Le lampyre à corselet marqué (Photinus signaticollis), connus sous le nom de luciole sud-américaine, représente un danger pour nos précieux vers de terre, essentiels pour la santé des sols. Ne vous laissez pas séduire par son vol bioluminescent qui évoque la magie des lampyres de nos jardins.
Identité et caractéristiques du lampyre
Originaire d'Amérique du Sud, ce coléoptère appartient à la famille des Lampyridae. Mesurant environ 1,5 cm de long, il a un corps allongé, de couleur gris brun, avec un prothorax plat et marqué par une tache noire mêlée à des nuances rosées. Le dimorphisme sexuel est notable : les mâles présentent deux anneaux lumineux sur leur abdomen, tandis que les femelles en possèdent un seul, plus petit. Malgré cette différence, les deux sexes volent, contraiement aux femelles des vers luisants.
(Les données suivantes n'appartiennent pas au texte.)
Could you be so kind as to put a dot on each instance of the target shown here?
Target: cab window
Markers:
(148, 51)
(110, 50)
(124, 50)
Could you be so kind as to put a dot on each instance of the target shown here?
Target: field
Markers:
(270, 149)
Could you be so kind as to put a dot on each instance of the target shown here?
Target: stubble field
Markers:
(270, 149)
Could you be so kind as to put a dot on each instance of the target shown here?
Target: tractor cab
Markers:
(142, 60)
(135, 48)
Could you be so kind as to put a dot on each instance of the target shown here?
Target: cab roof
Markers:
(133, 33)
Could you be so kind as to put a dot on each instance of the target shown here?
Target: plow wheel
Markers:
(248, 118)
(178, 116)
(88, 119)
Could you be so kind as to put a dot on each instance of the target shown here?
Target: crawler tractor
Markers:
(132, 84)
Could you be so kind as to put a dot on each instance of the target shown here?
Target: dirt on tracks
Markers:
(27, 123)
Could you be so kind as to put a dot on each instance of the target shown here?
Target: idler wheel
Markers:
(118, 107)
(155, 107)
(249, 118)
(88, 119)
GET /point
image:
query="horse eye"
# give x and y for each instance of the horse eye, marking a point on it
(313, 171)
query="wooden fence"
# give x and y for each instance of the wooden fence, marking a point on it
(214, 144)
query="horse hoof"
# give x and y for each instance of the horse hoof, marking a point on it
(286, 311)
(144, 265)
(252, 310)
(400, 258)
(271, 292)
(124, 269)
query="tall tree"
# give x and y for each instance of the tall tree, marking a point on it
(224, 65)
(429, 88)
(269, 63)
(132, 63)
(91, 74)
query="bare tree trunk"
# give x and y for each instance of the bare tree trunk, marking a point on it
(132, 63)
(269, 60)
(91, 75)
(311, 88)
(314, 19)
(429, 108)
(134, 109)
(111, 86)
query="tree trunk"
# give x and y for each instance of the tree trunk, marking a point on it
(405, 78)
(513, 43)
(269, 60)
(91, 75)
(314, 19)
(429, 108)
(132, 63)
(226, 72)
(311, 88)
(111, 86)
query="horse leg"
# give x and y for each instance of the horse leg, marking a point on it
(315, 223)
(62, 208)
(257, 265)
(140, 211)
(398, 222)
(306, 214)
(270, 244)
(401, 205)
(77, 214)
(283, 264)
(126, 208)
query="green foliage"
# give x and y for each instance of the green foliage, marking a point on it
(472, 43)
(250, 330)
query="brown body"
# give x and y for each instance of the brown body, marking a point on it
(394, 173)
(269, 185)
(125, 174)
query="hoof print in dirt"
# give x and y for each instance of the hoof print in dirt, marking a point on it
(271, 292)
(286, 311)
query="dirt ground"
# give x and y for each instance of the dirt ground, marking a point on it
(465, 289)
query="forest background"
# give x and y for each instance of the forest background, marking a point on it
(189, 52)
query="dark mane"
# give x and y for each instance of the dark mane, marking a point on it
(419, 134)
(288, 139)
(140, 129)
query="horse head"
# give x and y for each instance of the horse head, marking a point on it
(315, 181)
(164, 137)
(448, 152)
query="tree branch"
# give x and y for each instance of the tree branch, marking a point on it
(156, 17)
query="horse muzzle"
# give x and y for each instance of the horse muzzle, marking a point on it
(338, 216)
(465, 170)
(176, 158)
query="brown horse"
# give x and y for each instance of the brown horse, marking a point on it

Le lampyre produit des signaux lumineux durant l'été, principalement entre juin et novembre, dans le cadre de parades nuptiales spectaculaires. Après l'accouplement au sol, le vol des femelles est limité par le poids de leurs œufs, mais elles reprennent leurs activités volantes au fur et à mesure de la saison.
Un potentiel envahissant en Europe
Répertorié en Espagne depuis 2018, le lampyre à corselet marqué a probablement traversé l'Atlantique via des importations de plantes exotiques. En France, il a été détecté en 2020 à Maureillas-las-Illas (Pyrénées-Orientales) et a depuis colonisé une grande partie du sud-est, progressant d'environ 10 km par an. Bien que ce rythme ne soit pas alarmant, la situation requiert une surveillance pour anticiper son impact sur la biodiversité locale.
Des recherches menées par des scientifiques, dont Marcel Koken du CNRS, soulignent la rapidité d’expansion de cette espèce. Afin de suivre son développement, l’Observatoire des vers luisants et lucioles incite le public à signaler ses observations à travers un formulaire en ligne.